We have it sprawled all over our barangay walls and our Facebook timelines. In fact, a lot of us are probably sick of it, but it’s undeniable that as the 2016 Presidential Election draws closer, we won’t be able to turn away from it or hide posts from our more politically vocal friends any longer. It’s not just because we have no choice but to be bombarded with faces of candidates as the campaign period draws to a close, but because it’s our duty as citizens of this country to face this democratic exercise, no matter how dirty or depraved it is.
The last presidential debate has come and gone, and, similar to the previous caucuses, it has brought out the worst in us. With the freedom to express what’s on our minds on social media, we wreak havoc on each other’s online lives by pataasan ng ihi. We post long essay-like status messages convincing others that our Presidentiable is the best and other people’s choices are wrong. Some of us even share memes that insult other candidates. We have been swallowed whole by each candidate’s promises which make us turn a blind eye towards their many imperfections while pushing us to jump at each other’s throats.
But as George Martin has eloquently said, “Words are wind.” The promises by those who many of us almost revere to as heroes and minor deities are nothing if not backed by how they’ll see them through. Amidst all the rabid campaigning that many of us have been doing, we need to step back and take stock of everything that has been going on.
Electoral promises are made to be broken. We all have to understand that these televised debates and these town hall dance numbers can be equated to the intricacies of courtship. They want our hands in political marriage—they’ll say what many of us want to hear. These candidates are up on the stage to put their best foot forward, almost like a twisted parody of a beauty pageant where much of their answers equate to “world peace.” Thus, we need to look beyond their words and into the heart of their platforms. We need to ask relevant questions. We need to force them to actually look at us and see their countrymen, not just statistics for ballot boxes.

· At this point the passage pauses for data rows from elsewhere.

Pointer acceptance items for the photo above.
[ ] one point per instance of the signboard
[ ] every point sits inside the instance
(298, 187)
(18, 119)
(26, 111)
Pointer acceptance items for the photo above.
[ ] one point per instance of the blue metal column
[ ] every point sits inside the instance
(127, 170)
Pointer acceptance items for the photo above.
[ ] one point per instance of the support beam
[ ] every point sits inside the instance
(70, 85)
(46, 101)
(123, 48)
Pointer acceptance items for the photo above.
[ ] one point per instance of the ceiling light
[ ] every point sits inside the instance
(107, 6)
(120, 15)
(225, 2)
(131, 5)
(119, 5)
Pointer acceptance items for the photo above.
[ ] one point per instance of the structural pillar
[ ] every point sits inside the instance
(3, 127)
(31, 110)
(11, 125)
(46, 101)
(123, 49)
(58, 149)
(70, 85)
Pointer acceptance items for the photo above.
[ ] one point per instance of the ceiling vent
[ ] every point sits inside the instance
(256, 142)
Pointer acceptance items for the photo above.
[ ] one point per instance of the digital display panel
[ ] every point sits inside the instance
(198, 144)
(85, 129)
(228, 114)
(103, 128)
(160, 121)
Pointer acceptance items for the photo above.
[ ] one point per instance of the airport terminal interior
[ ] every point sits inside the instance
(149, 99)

This is not to say that all presidential candidates are fakes, and that they only sell their flowery words in exchange for our votes. The truth is that some, if not all of them, have good intentions for the country. Still, we need to stop glorifying them as heroes. We don’t need a savior. We need someone with a plan, someone who can lead us and teach us to save ourselves. We need someone who can remind us that we shouldn’t rely on the words of others, but on the vows that we make for ourselves. Presidents come and go, but if we keep on focusing on the promises that others make for us instead doing our best to keep our own, we’ll never break the trapo cycle.
In the last two weeks before we hold our ballots, let’s listen to our both our logic and our hearts. Let’s ask ourselves what are the promises that we want to keep for ourselves and our country. What can we promise to do to improve our communities? What can we sacrifice, and who can guide us through the next six years as we realize our personal vows?
As cliché as it sounds, change begins not when we try to put the burden on another’s shoulders, but when we try to carry it ourselves. Let’s not rely on the promises of our candidates. Instead, let them guide us as we make our own.